Media

Project Veritas CEO Jumps Ship After Finding ‘Evidence of Past Illegality’

ANOTHER ONE BITES THE DUST

Hannah Giles, who was named chief executive after founder James O’Keefe’s ouster earlier this year, said she’d found “strong evidence of past illegality” at the nonprofit.

Hannah Giles
Win McNamee/Getty Images

Hannah Giles, the CEO of conservative nonprofit Project Veritas, announced her resignation “effective immediately” on Monday, saying she’d unwittingly “stepped into an unsalvageable mess” upon taking the job earlier this year. Giles was named the group’s chief executive four months after its messy breakup with founder James O’Keefe in February.

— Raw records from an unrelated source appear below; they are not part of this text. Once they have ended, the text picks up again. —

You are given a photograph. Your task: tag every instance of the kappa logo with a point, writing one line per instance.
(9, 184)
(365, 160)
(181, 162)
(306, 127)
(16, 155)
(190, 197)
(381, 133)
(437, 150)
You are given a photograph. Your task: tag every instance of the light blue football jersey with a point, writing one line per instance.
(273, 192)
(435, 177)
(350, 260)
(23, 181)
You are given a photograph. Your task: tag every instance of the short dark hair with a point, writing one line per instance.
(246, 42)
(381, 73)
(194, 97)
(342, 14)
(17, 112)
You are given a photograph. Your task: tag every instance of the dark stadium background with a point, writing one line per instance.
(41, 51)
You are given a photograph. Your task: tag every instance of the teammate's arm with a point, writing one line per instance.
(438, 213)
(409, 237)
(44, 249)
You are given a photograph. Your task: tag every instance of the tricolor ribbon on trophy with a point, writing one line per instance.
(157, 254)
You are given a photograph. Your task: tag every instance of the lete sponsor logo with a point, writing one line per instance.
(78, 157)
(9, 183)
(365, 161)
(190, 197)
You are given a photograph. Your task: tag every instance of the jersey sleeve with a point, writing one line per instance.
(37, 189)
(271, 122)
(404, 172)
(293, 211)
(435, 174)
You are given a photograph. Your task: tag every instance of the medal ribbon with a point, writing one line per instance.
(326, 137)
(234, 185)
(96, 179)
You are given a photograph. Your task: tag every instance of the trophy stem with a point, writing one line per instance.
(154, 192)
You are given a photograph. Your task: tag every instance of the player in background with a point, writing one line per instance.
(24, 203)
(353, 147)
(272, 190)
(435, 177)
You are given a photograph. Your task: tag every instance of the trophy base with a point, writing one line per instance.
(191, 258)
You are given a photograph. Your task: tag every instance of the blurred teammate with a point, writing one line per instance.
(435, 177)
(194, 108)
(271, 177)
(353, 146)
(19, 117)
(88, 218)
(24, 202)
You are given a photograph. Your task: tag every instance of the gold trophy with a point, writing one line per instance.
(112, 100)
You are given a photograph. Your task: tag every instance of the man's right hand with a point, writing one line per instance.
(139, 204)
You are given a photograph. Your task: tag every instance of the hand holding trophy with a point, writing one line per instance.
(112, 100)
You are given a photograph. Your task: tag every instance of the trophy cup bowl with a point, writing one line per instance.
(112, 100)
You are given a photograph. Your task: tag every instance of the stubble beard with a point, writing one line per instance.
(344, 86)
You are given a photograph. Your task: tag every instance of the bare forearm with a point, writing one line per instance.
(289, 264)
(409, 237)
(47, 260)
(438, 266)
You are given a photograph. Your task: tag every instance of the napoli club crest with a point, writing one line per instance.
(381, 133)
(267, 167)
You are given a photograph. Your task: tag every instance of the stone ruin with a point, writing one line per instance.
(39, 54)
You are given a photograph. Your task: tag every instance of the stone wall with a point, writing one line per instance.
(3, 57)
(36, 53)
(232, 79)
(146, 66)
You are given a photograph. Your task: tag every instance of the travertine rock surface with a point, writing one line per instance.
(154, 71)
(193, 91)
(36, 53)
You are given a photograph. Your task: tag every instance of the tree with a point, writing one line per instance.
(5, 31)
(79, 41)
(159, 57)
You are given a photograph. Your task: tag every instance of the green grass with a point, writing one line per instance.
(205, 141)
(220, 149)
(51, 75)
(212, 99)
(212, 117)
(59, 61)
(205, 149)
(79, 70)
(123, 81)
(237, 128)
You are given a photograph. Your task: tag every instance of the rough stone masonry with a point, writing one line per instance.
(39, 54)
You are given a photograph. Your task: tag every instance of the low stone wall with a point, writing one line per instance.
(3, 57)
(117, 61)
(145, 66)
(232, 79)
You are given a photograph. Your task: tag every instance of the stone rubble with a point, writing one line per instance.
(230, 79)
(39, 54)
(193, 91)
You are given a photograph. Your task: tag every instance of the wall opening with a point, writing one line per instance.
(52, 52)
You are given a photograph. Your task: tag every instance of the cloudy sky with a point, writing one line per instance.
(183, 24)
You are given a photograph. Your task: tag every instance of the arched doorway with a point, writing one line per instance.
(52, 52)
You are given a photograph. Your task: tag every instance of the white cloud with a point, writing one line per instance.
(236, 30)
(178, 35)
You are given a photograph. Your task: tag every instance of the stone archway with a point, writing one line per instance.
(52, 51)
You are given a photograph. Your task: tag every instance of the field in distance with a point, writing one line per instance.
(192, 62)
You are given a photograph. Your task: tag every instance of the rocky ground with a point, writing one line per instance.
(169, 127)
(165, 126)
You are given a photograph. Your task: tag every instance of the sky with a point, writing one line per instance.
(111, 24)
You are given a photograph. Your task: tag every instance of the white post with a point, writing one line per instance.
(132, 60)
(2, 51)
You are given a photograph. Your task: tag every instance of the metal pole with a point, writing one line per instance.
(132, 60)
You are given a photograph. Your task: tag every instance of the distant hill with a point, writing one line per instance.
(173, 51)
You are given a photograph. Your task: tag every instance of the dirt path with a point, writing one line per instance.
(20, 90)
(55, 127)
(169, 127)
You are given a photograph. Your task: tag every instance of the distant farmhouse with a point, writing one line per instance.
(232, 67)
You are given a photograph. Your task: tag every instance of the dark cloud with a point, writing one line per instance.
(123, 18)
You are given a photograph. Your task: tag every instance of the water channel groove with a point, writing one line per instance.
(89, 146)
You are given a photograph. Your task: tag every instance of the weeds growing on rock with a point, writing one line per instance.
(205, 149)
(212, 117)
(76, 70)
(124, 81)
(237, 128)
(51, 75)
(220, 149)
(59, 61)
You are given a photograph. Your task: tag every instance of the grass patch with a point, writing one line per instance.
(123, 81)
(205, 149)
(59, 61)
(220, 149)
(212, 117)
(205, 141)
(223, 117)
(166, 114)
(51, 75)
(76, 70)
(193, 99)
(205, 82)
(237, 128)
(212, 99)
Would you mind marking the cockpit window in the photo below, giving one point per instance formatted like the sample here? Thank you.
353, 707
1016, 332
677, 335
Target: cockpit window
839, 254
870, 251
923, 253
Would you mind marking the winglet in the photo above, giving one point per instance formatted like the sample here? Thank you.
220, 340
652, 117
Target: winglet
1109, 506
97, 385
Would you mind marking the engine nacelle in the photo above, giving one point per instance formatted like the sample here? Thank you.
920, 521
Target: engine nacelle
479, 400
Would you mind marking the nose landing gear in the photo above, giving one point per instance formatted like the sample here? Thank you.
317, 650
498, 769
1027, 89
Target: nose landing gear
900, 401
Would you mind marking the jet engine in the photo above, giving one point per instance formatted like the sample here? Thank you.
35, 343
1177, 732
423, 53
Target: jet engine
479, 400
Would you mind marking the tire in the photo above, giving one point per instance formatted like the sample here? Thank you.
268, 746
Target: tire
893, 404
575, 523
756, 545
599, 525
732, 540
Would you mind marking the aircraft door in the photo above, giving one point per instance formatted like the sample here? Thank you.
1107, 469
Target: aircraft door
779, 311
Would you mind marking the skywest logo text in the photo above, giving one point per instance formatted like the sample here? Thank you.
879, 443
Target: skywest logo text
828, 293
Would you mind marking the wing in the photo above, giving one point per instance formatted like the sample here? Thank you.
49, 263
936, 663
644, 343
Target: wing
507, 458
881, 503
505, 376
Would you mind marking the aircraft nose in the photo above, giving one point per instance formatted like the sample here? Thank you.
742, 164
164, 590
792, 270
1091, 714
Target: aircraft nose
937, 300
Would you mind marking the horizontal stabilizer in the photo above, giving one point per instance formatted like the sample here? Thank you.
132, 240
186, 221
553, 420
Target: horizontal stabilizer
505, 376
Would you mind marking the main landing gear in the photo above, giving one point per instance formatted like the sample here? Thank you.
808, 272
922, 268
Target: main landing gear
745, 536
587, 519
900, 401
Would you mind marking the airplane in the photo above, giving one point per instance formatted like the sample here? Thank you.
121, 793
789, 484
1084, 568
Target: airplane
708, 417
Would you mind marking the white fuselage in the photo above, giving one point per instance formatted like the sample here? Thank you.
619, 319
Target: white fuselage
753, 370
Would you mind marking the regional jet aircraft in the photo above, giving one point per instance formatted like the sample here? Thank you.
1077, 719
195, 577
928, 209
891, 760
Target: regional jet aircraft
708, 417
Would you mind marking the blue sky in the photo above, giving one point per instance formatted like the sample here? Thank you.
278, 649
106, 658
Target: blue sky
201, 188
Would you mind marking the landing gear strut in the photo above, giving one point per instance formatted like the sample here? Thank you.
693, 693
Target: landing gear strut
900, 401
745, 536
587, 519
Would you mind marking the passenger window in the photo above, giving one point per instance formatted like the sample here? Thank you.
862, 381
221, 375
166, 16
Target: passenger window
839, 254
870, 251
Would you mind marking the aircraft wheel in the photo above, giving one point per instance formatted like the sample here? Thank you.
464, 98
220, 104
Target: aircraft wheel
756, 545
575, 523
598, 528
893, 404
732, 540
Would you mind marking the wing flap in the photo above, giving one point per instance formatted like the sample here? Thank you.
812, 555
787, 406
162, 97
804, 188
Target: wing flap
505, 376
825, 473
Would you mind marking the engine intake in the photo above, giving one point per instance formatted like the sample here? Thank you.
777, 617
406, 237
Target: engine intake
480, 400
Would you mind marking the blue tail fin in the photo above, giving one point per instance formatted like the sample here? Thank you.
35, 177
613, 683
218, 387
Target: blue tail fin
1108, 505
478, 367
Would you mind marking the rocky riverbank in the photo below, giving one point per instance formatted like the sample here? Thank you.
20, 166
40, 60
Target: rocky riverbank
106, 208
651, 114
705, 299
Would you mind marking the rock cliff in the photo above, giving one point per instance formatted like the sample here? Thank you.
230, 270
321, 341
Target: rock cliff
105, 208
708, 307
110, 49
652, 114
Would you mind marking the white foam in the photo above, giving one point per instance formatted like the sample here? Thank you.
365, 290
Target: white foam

In a statement posted to X, she claimed she’d taken over an organization “wrought with strong evidence of past illegality and past financial improprieties.” Suggesting she’d had no prior knowledge of the infamously embattled nonprofit’s alleged improprieties, Giles continued on to say that once she’d “discovered” the evidence, “I brought the information to the appropriate law enforcement agencies.” Project Veritas and O’Keefe are best known for using hidden cameras to embarrass journalists and political opponents. In 2009, O’Keefe and Giles, then a journalism student, teamed up to surreptitiously record members of the national community organizing group ACORN, resulting in its eventual shutdown. This September, Mediaite reported that Project Veritas had suspended all operations and fired most of its staffers.